In steering toward the point that he wants to reach, he comes at it at about a 45 degree angle, then he tacks, or turns his boat about 90 degrees in the other direction, and after traveling in that direction for a ways, he tacks again back to his original angle.
So what about those ancient multi-masted, multi-sail ships sailed by the likes of Columbus and Magellan? Do they work the same way or does having all those sails confound those principles? For that, I asked Jan Miles, captain of the Pride of Baltimore 2, which is a multi-masted, multi-sail ship. The Pride of Baltimore 2 was built in 1988, and Miles has been its captain from day one. The Pride of Baltimore 2 was built using the same plans as privateer vessels built by the Americans for the War of 1812.
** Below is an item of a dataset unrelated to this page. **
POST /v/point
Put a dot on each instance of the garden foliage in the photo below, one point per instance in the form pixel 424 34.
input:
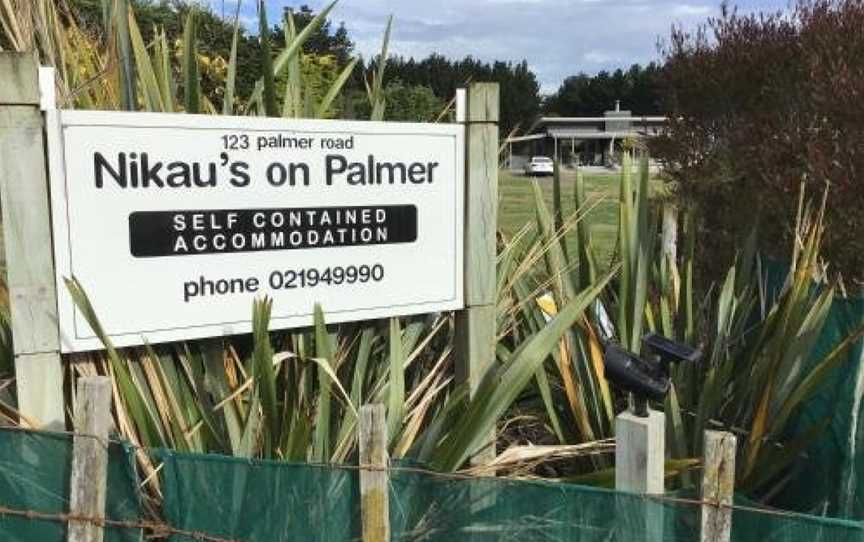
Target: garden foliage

Miles explains that the hydrodynamics and aerodynamics of a square-rigged (they use square sails) tall ship are the same as today’s smaller, single-sail boats. But, while the principles may be the same, the practice is a quite a bit different. The multi-masted ships still form and position their sails into an airfoil shape, they still rely on the keel’s counter force, they just don’t get the same results as today’s modern sailboats.
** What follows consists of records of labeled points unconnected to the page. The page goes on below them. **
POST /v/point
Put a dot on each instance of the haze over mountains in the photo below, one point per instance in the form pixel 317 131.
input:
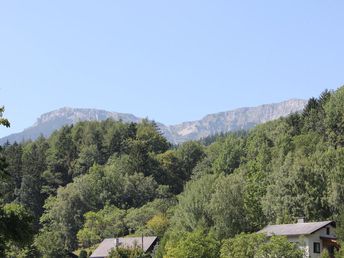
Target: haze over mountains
pixel 238 119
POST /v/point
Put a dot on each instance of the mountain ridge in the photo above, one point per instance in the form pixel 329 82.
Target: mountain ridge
pixel 237 119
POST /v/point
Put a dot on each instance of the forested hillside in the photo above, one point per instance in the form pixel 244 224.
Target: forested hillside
pixel 105 179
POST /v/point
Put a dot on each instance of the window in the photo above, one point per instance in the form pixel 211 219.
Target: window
pixel 316 247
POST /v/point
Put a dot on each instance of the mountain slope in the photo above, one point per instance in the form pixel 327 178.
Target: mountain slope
pixel 242 118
Ancient mariners had a basic working knowledge of how wind powered their ship and how to position their sail and their ship to best take advantage of it, but they didn’t understand the physics of an airfoil and how it works.
Today’s modern boats are built with airfoil technology maximized into their design. Modern sails are cut to form the most efficient airfoil. Same goes for their keels. Ancient sails and keels were not.
“Modern sailboats can sail into the wind at an angle as close as 45 degrees,” Miles says. “The old ships could only sail into the wind at about 60 degrees.”